Termino o desjejum e vou à varanda de concreto fumar um cigarro e observar o parco movimento da rua do bairro cuja a população só faz envelhecer. Aguardo um caminhão fretado que vem buscar alguns móveis que deixaram na garagem da casa que hoje serve de depósito. O cigarro irrita minha garganta e deixa minha língua com gosto de cinzas.

Durante o tempo que o caminhão não vem, preencho as horas colocando algumas roupas para lavar na máquina e pensando em o que fazer de almoço. Há arroz pronto na geladeira e feijão no congelador. Provavelmente fritarei um pedaço de calabresa e farei uma salada de tomates para acompanhar. O caminhão chega no meio da manhã. Dois homens, que pela aparência e o sotaque parecem vindos do Nordeste, carregam o baú com móveis e eletrodomésticos enquanto aponto o que pode ser levado e o que deve permanecer onde está. 

Quarenta minutos depois o caminhão parte com sua carga rumo à algum conjunto de condomínios na região leste da cidade. Meu gato, que até então estava em algum telhado vizinho infernizando a vida dos cães presos nos quintais, dá dois saltos e entra na cozinha procurando sua vasilha de ração que está vazia. Dou-lhe de comer antes que o bichano defeque no chão. Ele costuma fazer isso como forma de protesto quando deixo de dar atenção à ele.

Após o almoço, volto à leitura do romance imaginando se a tal morena aparecerá em meu próximo sonho. Não consigo prestar atenção no enredo, a história já é conhecida por mim. Fecho o livro marcando a página 314 com um pedaço de papel sulfite e saio à rua em busca de inspiração.

Caminho em direção à avenida central observando os pássaros urbanos. Pombos, pardais, sabiás, beija-flores e algumas araras que voam em duplas fazendo estardalhaço. Sou interrompido por uma senhora negra com um lenço sobre a cabeça. Aparenta alguma idade entre setenta e cem anos.

— Menino, me empresta o fogo.

Não sei como ela sabe que eu carrego um isqueiro. Saco-o do bolso e estendo em sua direção. Rápida como um raio ela acende seu cigarro sugando a fumaça num gesto que a faz parecer ainda mais velha. Me devolve e diz.

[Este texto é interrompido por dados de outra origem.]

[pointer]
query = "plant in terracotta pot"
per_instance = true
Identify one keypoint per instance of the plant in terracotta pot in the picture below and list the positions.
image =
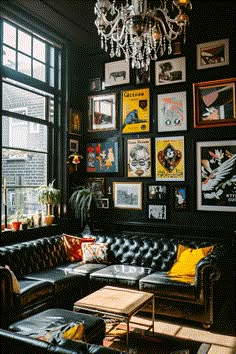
(49, 196)
(81, 202)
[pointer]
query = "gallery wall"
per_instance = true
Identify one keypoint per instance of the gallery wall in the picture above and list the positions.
(210, 22)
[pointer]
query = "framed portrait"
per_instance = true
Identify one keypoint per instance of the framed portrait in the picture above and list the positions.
(127, 195)
(135, 111)
(172, 112)
(102, 112)
(117, 73)
(73, 145)
(102, 157)
(170, 165)
(95, 84)
(213, 54)
(216, 171)
(157, 192)
(142, 76)
(157, 212)
(214, 103)
(97, 185)
(180, 195)
(74, 121)
(170, 71)
(103, 203)
(139, 157)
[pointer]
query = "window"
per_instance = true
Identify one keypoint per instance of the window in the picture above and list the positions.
(31, 94)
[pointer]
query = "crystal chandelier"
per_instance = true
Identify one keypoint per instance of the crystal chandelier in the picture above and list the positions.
(141, 31)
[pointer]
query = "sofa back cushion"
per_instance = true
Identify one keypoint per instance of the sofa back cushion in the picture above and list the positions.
(32, 256)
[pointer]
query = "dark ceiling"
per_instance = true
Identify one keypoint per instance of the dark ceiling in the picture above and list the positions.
(73, 19)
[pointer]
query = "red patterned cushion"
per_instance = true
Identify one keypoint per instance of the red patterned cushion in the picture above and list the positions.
(95, 253)
(73, 246)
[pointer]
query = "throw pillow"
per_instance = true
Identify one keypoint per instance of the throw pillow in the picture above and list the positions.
(187, 259)
(73, 246)
(95, 253)
(15, 282)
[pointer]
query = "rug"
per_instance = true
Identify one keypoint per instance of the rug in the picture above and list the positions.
(142, 342)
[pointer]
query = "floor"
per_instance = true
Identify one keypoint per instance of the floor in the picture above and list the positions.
(220, 343)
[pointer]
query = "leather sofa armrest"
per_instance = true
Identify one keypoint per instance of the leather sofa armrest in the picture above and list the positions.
(6, 296)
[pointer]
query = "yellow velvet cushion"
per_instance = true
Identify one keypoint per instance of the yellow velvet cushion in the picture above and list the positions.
(187, 259)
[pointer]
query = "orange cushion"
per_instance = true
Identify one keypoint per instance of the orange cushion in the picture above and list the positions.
(187, 259)
(73, 246)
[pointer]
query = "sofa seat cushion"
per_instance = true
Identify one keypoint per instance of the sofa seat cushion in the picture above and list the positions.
(38, 324)
(120, 274)
(34, 292)
(164, 285)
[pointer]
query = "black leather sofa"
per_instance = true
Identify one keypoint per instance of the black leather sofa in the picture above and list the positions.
(138, 261)
(16, 343)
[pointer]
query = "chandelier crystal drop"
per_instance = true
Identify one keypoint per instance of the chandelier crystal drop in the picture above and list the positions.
(141, 31)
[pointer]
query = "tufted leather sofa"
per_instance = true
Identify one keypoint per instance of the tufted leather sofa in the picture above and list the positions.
(48, 279)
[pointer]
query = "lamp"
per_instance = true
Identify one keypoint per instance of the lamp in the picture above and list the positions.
(141, 31)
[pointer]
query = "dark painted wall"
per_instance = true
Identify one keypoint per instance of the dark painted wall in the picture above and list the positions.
(210, 20)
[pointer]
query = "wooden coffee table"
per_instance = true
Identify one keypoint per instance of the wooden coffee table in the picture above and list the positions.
(117, 303)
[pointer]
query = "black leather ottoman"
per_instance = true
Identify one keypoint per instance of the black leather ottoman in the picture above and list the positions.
(36, 324)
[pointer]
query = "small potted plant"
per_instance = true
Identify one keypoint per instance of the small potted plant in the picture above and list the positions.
(49, 196)
(81, 202)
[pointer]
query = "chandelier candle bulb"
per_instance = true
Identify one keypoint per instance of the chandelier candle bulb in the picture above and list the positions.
(141, 31)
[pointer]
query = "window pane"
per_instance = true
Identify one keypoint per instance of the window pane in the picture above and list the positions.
(22, 134)
(19, 100)
(9, 57)
(24, 64)
(9, 35)
(39, 50)
(38, 70)
(24, 42)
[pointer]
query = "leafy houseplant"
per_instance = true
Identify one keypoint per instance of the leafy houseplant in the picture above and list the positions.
(49, 196)
(81, 202)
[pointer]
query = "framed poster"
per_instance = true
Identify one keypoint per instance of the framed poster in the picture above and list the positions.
(157, 192)
(216, 171)
(139, 157)
(157, 212)
(135, 111)
(213, 54)
(180, 194)
(170, 71)
(74, 121)
(102, 157)
(117, 73)
(127, 195)
(102, 112)
(172, 112)
(170, 158)
(214, 103)
(97, 185)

— Cuidado com o que deseja nos sonhos. Às vezes você pode conseguir.

Não respondo e continuo a caminhar até o centro da cidade. A cabeça dando voltas tentando achar alguma coerência entre pequenos fatos isolados do cotidiano e do mundo onírico. Ouço um trovão e, cinco minutos depois, começa a chover torrencialmente. Faço um giro de cento e oitenta graus e volto correndo para casa. Chego molhado até o tutano dos ossos.  

Após um banho quente e roupas secas, assisto ao jornal vespertino que noticia a morte de um motociclista em uma violenta colisão com um caminhão durante a chuva da tarde. A bela repórter morena que narra a tragédia me é estranhamente familiar.